Un muchacho pobre, de alrededor de doce años de edad, vestido y calzado de forma humilde, entró en una tienda, eligió un jabón de tocador común y le pidió al propietario que se lo envolviera para regalo. - "Es para mi madre", dijo con orgullo.
El dueño de la tienda se conmovió ante la sencillez de aquel regalo. Miró con piedad a su joven cliente y, sintiendo una gran compasión, tuvo ganas de ayudarlo. Pensó que podría envolver, junto con el jabón tan sencillo, algún artículo más significativo. Sin embargo, estaba indeciso: miraba al muchacho, miraba los artículos que tenía en su tienda, pero no se decidía. ¿Debía hacerlo o no? El corazón decía que sí, pero la mente le decía no. El muchacho, notando la indecisión del hombre, pensó que estuviera dudando de su capacidad de pagar. Llevó la mano al bolsillo, retiró las moneditas que tenía y las puso en el mostrador. El hombre se conmovió mucho más aún cuando vio las monedas, de valor tan insignificante.

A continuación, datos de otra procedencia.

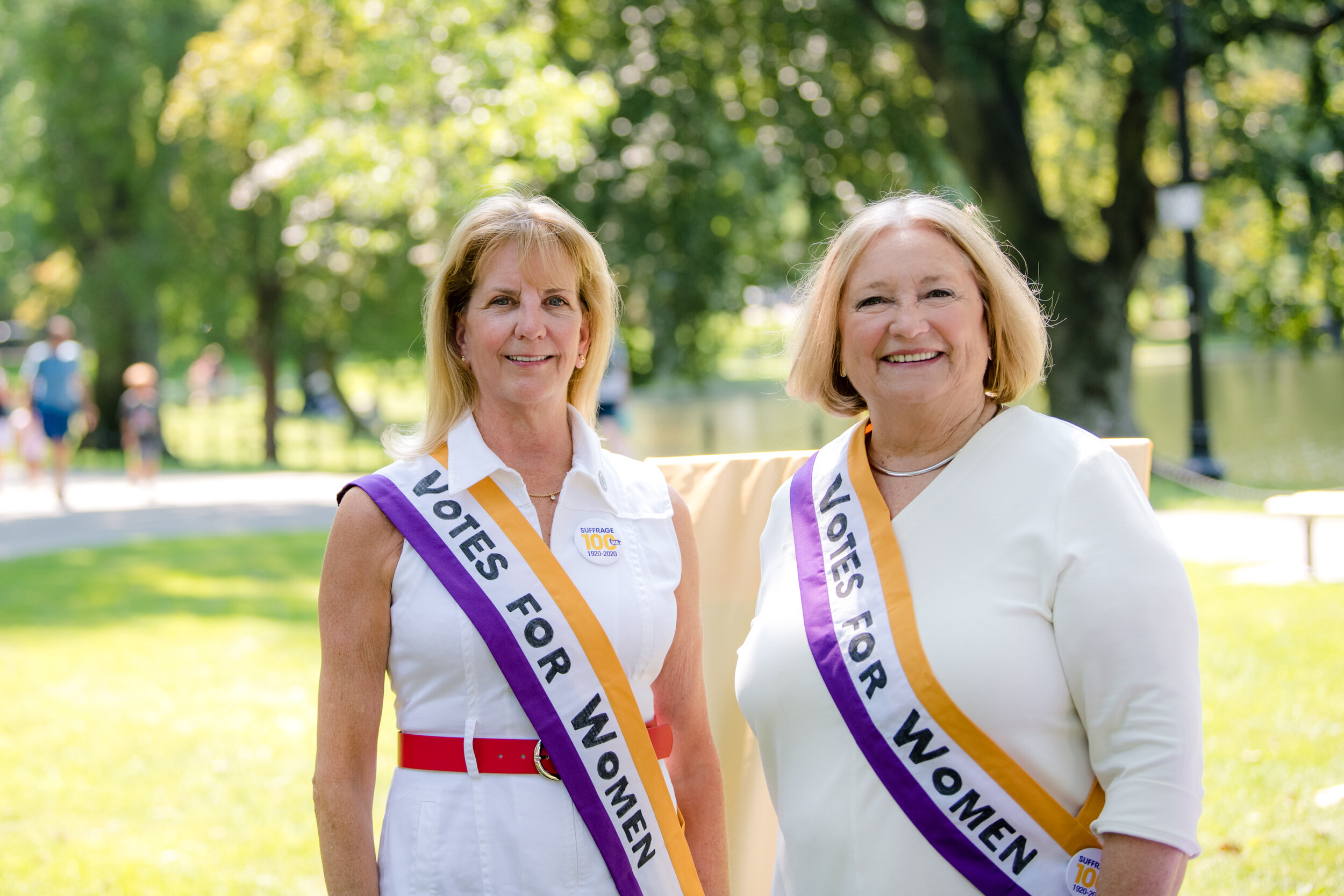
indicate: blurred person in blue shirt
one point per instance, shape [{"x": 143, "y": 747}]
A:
[
  {"x": 57, "y": 390},
  {"x": 611, "y": 401}
]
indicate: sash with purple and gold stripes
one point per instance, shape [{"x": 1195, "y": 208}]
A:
[
  {"x": 975, "y": 805},
  {"x": 558, "y": 661}
]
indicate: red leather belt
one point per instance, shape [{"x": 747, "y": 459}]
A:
[{"x": 495, "y": 755}]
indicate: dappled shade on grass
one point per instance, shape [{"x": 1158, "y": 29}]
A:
[
  {"x": 160, "y": 704},
  {"x": 272, "y": 577}
]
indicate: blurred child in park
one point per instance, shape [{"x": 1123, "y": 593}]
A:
[
  {"x": 33, "y": 441},
  {"x": 6, "y": 425},
  {"x": 141, "y": 437},
  {"x": 57, "y": 390}
]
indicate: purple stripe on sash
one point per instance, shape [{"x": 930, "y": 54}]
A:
[
  {"x": 515, "y": 666},
  {"x": 926, "y": 816}
]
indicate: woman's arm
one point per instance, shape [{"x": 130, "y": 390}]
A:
[
  {"x": 355, "y": 622},
  {"x": 679, "y": 700},
  {"x": 1138, "y": 867}
]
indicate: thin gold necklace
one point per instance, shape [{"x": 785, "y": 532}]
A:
[{"x": 928, "y": 469}]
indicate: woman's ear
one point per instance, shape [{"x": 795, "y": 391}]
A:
[
  {"x": 457, "y": 335},
  {"x": 585, "y": 334}
]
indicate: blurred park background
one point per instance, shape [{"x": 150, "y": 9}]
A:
[{"x": 252, "y": 197}]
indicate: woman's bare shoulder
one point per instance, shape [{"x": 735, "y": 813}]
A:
[{"x": 362, "y": 532}]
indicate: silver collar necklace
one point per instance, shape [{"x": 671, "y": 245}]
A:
[{"x": 928, "y": 469}]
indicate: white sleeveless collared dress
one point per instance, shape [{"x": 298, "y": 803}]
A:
[{"x": 460, "y": 833}]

Continuaba su conflicto mental. En su intimidad ya había concluido que, si el muchacho pudiera, le compraría algo mucho mejor a su madre. Recordó a su propia madre. Había sido pobre y muchas veces, en su infancia y adolescencia, también había deseado regalarle algo a su madre. Cuando consiguió empleo, ella ya había partido para el mundo espiritual. El muchacho, con aquel gesto, estaba tocando lo más profundo de sus sentimientos. Del otro lado del mostrador, el chico empezó a ponerse ansioso. Parecía que algo no estaba bien. ¿Por qué el hombre no envolvía de una vez el jaboncillo? Él ya lo había escogido, ya había pedido que se lo envolviera y hasta le había mostrado las monedas con que pagaría. ¿Por qué se demoraba tanto? ¿Qué estaba sucediendo?. En el campo de la emoción, dos sentimientos se entrecruzaban: la compasión del hombre, la desconfianza por parte del muchacho. Impaciente, le preguntó: "¿señor, falta algo?" - "No", contestó el propietario de la tienda. "Es que de repente recordé a mi madre. Ella se murió cuando yo todavía era muy joven. Siempre quise darle un regalo, pero, desempleado, nunca logré comprar nada." Con la espontaneidad de sus doce años, el muchacho le preguntó: - "¿ni un jabón?" El hombre se calló.
Caviló un poco más y abandonó la idea de mejorar el regalo del muchacho. Envolvió el sencillo jabón con el mejor papel que tenía en la tienda, le puso una hermosa cinta de colores y se despidió del cliente sin hacer ningún comentario más. A solas, se puso a pensar. ¿Cómo nunca se le había ocurrido darle algo pequeño y sencillo a su madre? Siempre había pensado que un regalo tenía que ser algo significativo, tanto que, minutos antes, sintiera piedad de la humilde compra y había pensado en mejorar el regalo adquirido. Conmovido, entendió que ese día había recibido una gran lección. Junto al jabón del muchachito, lo acompañaba algo mucho más importante y grandioso, el mejor de todos los obsequios: ¡el gesto de amor!
Invierta en el amor, que es el medio más poderoso de hacer que las personas sean felices.